The most important finding of the present study was that the different BIA machines produced different quantifications of the fat mass that resulted in different cutoff values for the FMI, FFMI, and PBF. Therefore, it is essential to use the same device for frequent monitoring of obese patients and to use device-specific cutoff values for diagnoses and the setting of goals for the management of obesity. All BIA devices use the same principle but variations in current frequencies and the number of measuring electrodes lead to variable impedance and reactance measurements. This supposition is in line with the results of Ramsey et al. [26] who compared three BIA devices (i.e., a foot-to-foot Tanita 300-GS, a hand-to-foot Impedimed DF50, and a bioelectrical impedance spectroscopy Impedimed SFB7) in the measurement of fat-free mass. The results differed significantly from those measured with the foot-to-foot and hand-to-foot BIAs. Moreover, Pateyjohns et al. [27] compared some BIA-related parameters (i.e., PBF, fat mass, and fat-free mass) using three different devices against DXA in overweight and obese men and concluded that the Tanita device, in contrast to the other two, demonstrated little bias and may be useful for group comparisons but that the utility of this device for the assessment of the body composition of individuals is limited.

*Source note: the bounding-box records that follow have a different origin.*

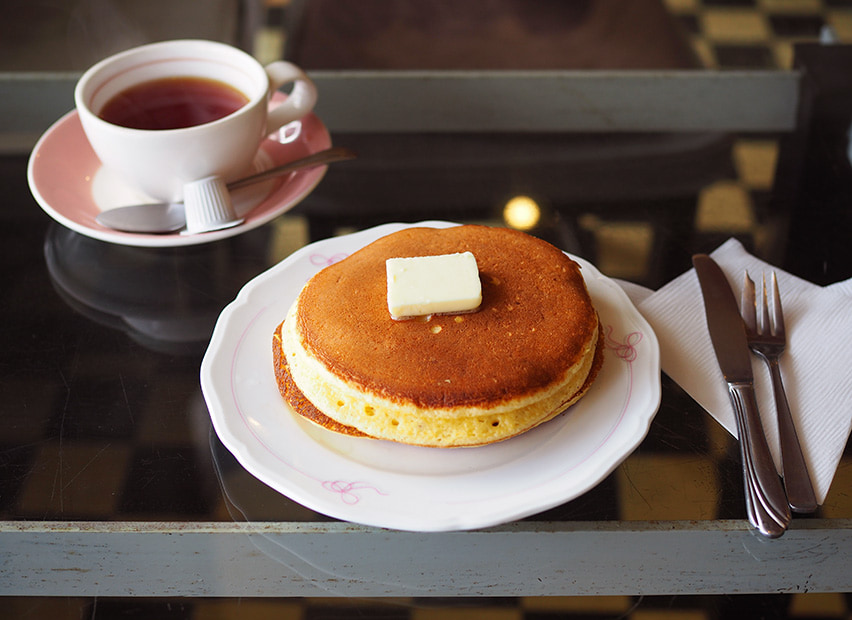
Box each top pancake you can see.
[298,226,598,409]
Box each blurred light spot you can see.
[503,196,541,230]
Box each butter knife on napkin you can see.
[692,254,791,538]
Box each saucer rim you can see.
[27,110,331,248]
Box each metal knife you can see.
[692,254,791,538]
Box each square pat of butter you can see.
[386,252,482,319]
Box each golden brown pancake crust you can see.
[272,321,604,444]
[298,226,598,408]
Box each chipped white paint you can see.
[0,519,852,597]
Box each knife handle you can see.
[728,382,791,535]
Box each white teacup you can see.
[74,40,317,201]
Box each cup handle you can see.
[264,60,317,135]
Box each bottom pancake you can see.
[272,321,604,447]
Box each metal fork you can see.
[741,272,817,513]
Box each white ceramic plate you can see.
[27,93,331,247]
[201,222,660,531]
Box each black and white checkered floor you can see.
[0,0,852,620]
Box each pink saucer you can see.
[27,95,331,247]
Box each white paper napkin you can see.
[623,239,852,504]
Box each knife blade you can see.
[692,254,791,538]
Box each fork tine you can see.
[772,271,785,338]
[758,274,772,334]
[740,271,757,334]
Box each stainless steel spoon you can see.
[95,147,356,234]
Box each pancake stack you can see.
[273,226,603,447]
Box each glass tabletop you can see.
[0,0,852,608]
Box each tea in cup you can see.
[74,40,317,201]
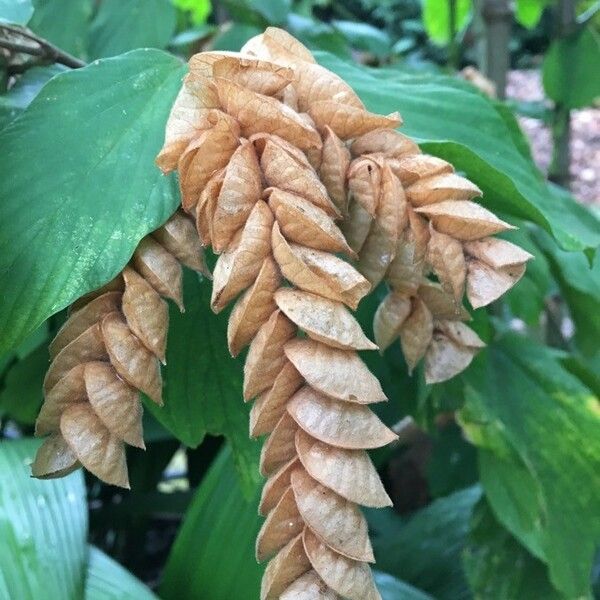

Finally, this study has several limitations. First, no female subjects were included due to the limited access to female cases in Saudi Arabia. Second, there were no comparisons of the BIA-based results with those from CT, MRI, DXA or air-displacement plethysmography; however, the BIA accuracy and validity of BIA measures have been well demonstrated in many studies that have investigated various ages, genders, and pathologies [2832]. Third, the samples were not taken from different regions of SA. Despite these limitations, we can conclude based on the results of this study that the FMI seems to be a better indicator than the BMI for use in the screening for the presence of obesity in men living in Riyadh, KSA. Moreover, we have suggested new local cutoff FMI, FFMI, and PBF values for body composition assessment and obesity diagnosis that could be used as a guide for practitioners in obesity medicine. Future studies with larger sample sizes that include many regions of the kingdom and both males and females are needed to further clinically validate these results.